Kisah Injil ini memiliki nilai rohani sangat tinggi dalam hubungannya dengan panggilan yakni: Pertama, para murid Yohanes pembaptis sedang berali dari dunia Perjanjian Lama (Yohanes) kepada dunia Perjanjian Baru (Yesus). Kedua, para murid Yohanes menyadari bahwa “Anak Domba Allah” itu pasti berhubungan dengan penebusan berlimpah dari Tuhan. Anak Domba Allah pasti mengorbankan diriNya bagi keselamatan umat manusia. Ketiga, para murid Yesus ini mula-mula mengenal Yesus sebagai Rabbi tetapi ketika sudah tinggal bersamaNya mereka mengenal Yesus sebagai Mesias. Ini adalah sebuah perkembangan yang bagus dalam pemuridan. Namun di sini ada kecenderungan untuk menjadikan Yesus sesuai kategori pemikiran manusia saja (Rabbi dan Mesias) tetapi pada akhirnya Yesua diimani sebagi Tuhan atas segalanya dan Ia membimbing kita hanya kepadaNya (post pasqual). Simon merasakannya ketika namanya diubah oleh Yesus Tuhan menjadi Chefas artinya Petrus atau Wadas. Nilai kesetiaan dalam panggilan dirasakan ketika para murid perdana ini tidak hanya mencari tahu tempat tinggal Yesus, tetapi mereka sendiri tinggal dan merasakannya. Kesetiaan itu adalah sebuah pengalaman yang dihayati bukan dipikirkan.

Selanjutnya apa yang harus kita lakukan supaya menjadi setia dalam panggilan. St. Paulus dalam bacaan kedua melihat kehidupan Gereja Korintus mengalami kemerosotan moral sexual. Untuk itu Paulus menekankan berkata: “Tubuh bukanlah untuk percabulan, melainkan untuk Tuhan, dan Tuhan untuk tubuh.” (1Kor 6:13).Tuhan memiliki kuasa untuk membangkitkan tubuh kita juga karena kita adalah bagian dari Kristus. Kesadaran hidup yang demikian hendaknya membantu jemaat untuk menjauhkan dirinya dari dosa percabulan. Paulus dengan tegas mengatakan bahwa tubuh kita adalah tempat tinggal Roh Kudus (1Kor 6:19). Orang yang setia dalam panggilan adalah mereka yang merasakan kehadiran Tuhan di dalam hidupnya dan mampu menghargai hidup sesama, khususnya nilai-nilai kekudusan tubuh sesamanya.

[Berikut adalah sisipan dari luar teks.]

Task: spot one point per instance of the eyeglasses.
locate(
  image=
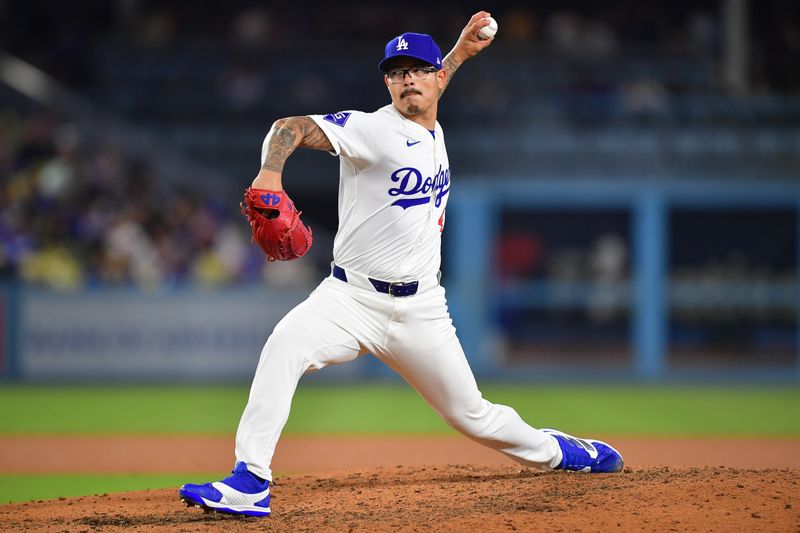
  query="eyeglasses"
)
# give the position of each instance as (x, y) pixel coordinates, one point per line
(397, 75)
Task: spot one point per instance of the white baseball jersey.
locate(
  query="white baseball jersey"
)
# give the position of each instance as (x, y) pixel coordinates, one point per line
(393, 190)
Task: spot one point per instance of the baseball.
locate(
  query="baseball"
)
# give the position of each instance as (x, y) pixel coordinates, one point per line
(487, 32)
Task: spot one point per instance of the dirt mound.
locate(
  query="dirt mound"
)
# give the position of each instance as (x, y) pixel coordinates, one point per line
(457, 498)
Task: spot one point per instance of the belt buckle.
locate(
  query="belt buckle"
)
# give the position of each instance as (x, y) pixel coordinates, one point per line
(399, 286)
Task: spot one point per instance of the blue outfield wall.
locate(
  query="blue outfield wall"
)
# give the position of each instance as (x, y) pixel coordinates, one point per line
(474, 211)
(206, 336)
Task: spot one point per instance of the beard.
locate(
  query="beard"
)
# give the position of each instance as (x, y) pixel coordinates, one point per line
(413, 109)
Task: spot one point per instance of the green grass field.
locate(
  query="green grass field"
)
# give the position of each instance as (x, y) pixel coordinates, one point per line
(374, 409)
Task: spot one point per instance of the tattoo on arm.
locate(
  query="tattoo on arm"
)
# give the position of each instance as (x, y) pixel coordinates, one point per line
(449, 65)
(286, 135)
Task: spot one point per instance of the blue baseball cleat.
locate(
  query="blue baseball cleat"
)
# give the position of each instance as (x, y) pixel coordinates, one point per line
(586, 455)
(240, 493)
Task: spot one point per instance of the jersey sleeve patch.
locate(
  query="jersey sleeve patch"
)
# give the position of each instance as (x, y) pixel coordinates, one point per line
(338, 118)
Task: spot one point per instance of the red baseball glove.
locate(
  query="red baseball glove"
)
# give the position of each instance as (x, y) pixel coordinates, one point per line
(276, 224)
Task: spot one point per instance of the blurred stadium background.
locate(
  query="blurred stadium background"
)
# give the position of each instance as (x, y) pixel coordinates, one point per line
(626, 200)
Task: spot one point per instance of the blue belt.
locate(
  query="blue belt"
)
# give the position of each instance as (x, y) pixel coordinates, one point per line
(408, 288)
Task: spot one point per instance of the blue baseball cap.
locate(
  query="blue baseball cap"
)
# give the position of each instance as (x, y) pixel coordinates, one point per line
(417, 45)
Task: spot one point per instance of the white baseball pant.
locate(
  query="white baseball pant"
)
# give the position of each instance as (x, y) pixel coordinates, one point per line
(414, 335)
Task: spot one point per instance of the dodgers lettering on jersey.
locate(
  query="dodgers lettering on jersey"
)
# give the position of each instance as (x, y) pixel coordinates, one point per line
(393, 191)
(411, 184)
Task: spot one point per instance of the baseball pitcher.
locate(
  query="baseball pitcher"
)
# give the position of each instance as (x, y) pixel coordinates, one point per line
(383, 295)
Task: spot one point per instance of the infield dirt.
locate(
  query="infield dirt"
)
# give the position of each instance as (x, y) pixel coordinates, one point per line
(480, 496)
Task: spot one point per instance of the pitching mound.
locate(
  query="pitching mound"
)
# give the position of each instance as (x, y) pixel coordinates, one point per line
(457, 498)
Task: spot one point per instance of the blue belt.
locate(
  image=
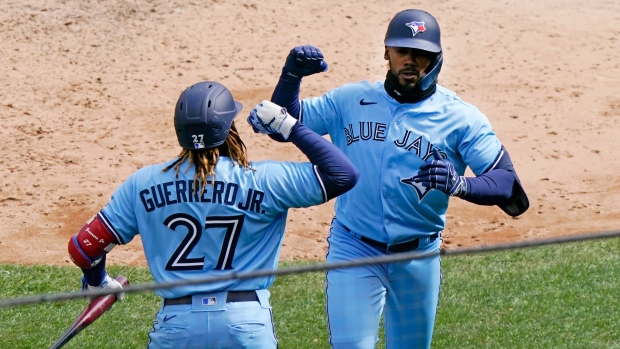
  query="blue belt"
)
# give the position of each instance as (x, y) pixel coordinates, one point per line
(232, 296)
(402, 247)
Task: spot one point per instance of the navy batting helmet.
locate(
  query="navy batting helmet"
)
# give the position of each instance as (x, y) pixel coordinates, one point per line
(203, 115)
(417, 29)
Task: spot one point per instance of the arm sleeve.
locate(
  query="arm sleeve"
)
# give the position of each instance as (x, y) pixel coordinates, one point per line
(499, 186)
(286, 94)
(491, 188)
(334, 170)
(95, 275)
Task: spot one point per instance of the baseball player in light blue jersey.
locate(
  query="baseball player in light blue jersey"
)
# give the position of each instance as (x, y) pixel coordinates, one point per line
(411, 140)
(210, 212)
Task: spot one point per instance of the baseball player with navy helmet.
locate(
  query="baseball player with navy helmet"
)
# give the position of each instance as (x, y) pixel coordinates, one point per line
(211, 212)
(411, 140)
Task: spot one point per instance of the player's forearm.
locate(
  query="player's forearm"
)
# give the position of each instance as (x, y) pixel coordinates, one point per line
(286, 94)
(336, 171)
(492, 188)
(95, 275)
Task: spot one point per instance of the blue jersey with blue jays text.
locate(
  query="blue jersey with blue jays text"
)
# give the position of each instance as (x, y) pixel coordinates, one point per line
(387, 141)
(236, 225)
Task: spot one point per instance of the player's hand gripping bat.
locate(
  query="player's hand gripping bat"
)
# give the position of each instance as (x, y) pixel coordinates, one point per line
(92, 312)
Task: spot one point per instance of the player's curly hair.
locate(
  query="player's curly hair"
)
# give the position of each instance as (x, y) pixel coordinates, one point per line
(205, 159)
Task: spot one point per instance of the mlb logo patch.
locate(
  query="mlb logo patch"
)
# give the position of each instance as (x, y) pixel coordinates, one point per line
(209, 301)
(416, 27)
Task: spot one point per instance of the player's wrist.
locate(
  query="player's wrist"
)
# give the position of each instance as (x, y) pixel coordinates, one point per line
(290, 76)
(461, 189)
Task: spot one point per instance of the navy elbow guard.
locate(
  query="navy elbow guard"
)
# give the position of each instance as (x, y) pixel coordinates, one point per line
(518, 202)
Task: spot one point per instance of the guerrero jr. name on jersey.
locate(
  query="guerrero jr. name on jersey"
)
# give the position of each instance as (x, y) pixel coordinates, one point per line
(170, 193)
(368, 130)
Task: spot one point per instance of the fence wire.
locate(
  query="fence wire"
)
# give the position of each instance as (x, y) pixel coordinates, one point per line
(391, 258)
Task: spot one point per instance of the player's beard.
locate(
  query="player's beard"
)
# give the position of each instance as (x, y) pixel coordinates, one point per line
(405, 94)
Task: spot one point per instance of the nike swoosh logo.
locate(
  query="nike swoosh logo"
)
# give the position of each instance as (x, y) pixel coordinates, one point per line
(166, 318)
(362, 102)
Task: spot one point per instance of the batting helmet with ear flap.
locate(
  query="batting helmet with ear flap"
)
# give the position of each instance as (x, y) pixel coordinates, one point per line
(203, 115)
(419, 30)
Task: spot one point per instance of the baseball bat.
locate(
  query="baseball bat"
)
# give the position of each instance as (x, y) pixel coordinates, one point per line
(92, 312)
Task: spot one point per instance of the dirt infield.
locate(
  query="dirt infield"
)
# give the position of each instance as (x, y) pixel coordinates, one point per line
(88, 92)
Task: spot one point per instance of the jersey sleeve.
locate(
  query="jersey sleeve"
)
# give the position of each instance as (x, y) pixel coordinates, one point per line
(119, 214)
(321, 114)
(290, 184)
(479, 146)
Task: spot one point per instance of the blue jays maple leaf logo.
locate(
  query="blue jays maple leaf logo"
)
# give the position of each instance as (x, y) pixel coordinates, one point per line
(414, 182)
(416, 27)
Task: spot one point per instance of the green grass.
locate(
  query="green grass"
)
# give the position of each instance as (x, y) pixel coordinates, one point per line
(565, 296)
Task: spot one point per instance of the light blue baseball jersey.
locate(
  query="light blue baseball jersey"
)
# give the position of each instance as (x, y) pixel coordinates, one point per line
(236, 225)
(387, 141)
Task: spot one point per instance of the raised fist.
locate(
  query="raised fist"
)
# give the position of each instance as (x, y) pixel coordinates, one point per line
(303, 61)
(270, 118)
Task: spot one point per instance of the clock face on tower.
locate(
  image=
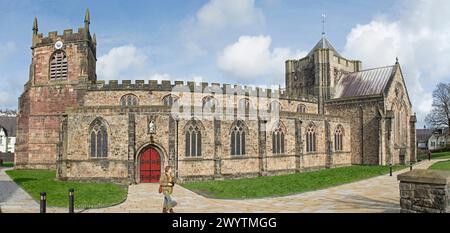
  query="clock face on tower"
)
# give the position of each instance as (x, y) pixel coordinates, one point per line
(58, 45)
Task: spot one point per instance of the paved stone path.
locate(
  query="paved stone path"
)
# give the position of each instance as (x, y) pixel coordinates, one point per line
(379, 194)
(13, 198)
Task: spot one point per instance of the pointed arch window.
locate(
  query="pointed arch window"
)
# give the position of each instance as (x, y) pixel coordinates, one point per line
(193, 141)
(169, 100)
(244, 106)
(129, 100)
(338, 136)
(237, 141)
(278, 139)
(98, 139)
(58, 66)
(301, 108)
(310, 139)
(274, 107)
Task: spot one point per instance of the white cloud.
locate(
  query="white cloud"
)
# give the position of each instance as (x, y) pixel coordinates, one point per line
(6, 50)
(216, 19)
(121, 62)
(219, 14)
(252, 59)
(419, 36)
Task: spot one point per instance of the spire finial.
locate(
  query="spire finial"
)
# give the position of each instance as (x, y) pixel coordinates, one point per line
(35, 26)
(323, 24)
(87, 18)
(94, 40)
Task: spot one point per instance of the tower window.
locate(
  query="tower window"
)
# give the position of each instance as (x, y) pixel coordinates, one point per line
(338, 138)
(99, 139)
(310, 139)
(129, 100)
(193, 140)
(58, 66)
(301, 108)
(278, 139)
(237, 144)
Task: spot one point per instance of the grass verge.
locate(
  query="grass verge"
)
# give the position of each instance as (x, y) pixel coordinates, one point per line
(444, 165)
(87, 195)
(282, 185)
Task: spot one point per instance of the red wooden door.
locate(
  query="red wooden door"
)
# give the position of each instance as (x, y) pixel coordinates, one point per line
(150, 168)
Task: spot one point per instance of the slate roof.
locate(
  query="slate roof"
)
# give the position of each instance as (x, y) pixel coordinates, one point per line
(364, 83)
(9, 125)
(323, 44)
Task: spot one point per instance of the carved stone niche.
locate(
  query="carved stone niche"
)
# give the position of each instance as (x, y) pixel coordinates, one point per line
(151, 124)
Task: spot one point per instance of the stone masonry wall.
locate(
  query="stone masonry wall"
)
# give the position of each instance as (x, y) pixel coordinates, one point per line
(425, 191)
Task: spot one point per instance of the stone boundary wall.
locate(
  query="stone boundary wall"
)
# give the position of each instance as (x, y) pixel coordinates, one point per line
(425, 191)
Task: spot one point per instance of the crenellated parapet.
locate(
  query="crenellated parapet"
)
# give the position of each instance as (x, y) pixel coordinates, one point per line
(182, 86)
(81, 35)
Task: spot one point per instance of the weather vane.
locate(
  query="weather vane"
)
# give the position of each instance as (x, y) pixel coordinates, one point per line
(323, 24)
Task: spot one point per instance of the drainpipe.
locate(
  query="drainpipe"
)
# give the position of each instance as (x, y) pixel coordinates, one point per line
(362, 133)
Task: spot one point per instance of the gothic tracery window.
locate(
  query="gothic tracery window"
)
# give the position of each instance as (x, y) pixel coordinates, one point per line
(278, 139)
(169, 100)
(209, 102)
(99, 139)
(338, 136)
(274, 107)
(244, 106)
(237, 144)
(129, 100)
(193, 140)
(58, 66)
(310, 139)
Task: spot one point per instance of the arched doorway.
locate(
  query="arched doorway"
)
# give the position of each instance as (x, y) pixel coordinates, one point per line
(149, 166)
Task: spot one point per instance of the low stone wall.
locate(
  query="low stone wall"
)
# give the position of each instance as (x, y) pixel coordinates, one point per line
(425, 191)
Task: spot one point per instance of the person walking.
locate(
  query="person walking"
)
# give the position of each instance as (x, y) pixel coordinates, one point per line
(166, 183)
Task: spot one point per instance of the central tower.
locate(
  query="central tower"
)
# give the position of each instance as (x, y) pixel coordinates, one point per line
(317, 74)
(61, 66)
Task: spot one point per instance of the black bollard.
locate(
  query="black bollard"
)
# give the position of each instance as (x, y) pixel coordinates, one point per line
(43, 202)
(71, 200)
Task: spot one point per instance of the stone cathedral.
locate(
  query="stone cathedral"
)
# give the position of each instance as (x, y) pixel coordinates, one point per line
(331, 113)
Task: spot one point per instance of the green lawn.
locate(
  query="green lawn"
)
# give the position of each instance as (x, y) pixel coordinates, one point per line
(444, 165)
(7, 164)
(87, 195)
(269, 186)
(440, 155)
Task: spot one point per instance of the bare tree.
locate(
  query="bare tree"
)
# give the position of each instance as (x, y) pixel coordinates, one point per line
(440, 114)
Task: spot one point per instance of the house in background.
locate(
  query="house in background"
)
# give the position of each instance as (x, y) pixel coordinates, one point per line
(423, 135)
(439, 139)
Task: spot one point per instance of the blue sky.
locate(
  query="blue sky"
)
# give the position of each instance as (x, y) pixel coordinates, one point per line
(230, 41)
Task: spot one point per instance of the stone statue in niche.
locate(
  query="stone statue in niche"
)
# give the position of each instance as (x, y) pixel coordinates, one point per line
(151, 127)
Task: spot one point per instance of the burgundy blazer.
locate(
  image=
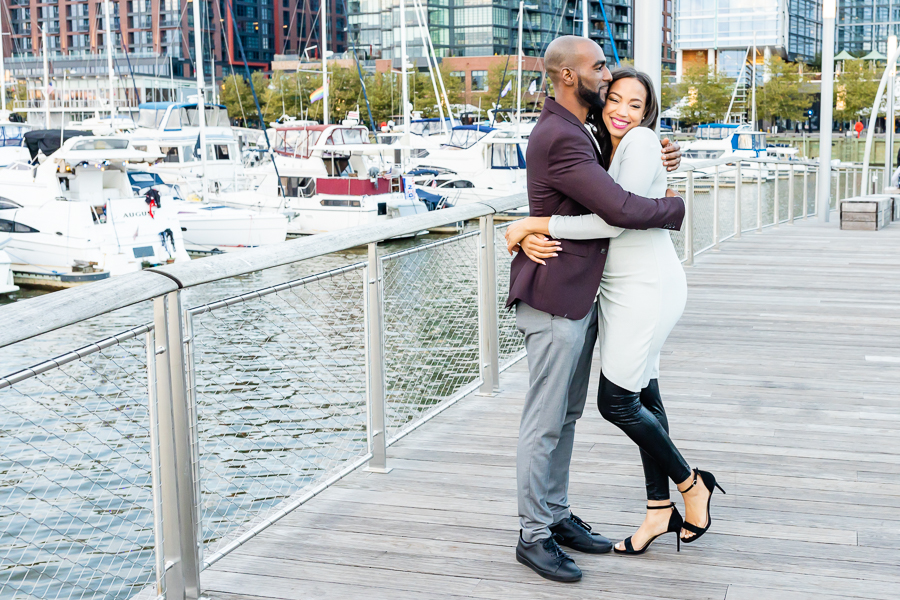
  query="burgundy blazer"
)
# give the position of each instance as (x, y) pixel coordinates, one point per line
(565, 178)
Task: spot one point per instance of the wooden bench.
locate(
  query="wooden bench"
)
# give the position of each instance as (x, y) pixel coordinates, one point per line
(871, 212)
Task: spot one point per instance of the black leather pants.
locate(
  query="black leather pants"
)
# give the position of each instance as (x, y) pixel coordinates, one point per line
(642, 417)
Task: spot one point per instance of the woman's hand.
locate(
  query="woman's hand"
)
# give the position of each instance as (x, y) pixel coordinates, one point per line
(671, 153)
(517, 230)
(537, 247)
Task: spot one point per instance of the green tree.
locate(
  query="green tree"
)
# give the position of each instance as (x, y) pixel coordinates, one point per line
(708, 93)
(668, 95)
(781, 96)
(237, 97)
(854, 91)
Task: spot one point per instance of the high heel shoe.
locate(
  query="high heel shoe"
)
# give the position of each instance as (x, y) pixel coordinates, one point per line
(709, 480)
(675, 525)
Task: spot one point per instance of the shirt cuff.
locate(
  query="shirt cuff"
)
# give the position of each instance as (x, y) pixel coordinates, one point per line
(551, 227)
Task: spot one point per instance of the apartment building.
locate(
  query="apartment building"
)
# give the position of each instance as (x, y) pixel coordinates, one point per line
(720, 32)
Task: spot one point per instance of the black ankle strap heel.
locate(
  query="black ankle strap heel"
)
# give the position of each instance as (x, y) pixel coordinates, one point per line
(709, 481)
(675, 524)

Bacaan-bacaan Kitab Suci pada hari ini membantu kita untuk memfokuskan perhatian kita pada Yesus yang datang ke dunia untuk menyelamatkan kita. Tuhan setia kepada manusia dann terus mengasihi maka kita pun haruslah setia kepadaNya. Bersama Tuhan kita bisa setia memberi diri, mengabdi dan melayaniNya.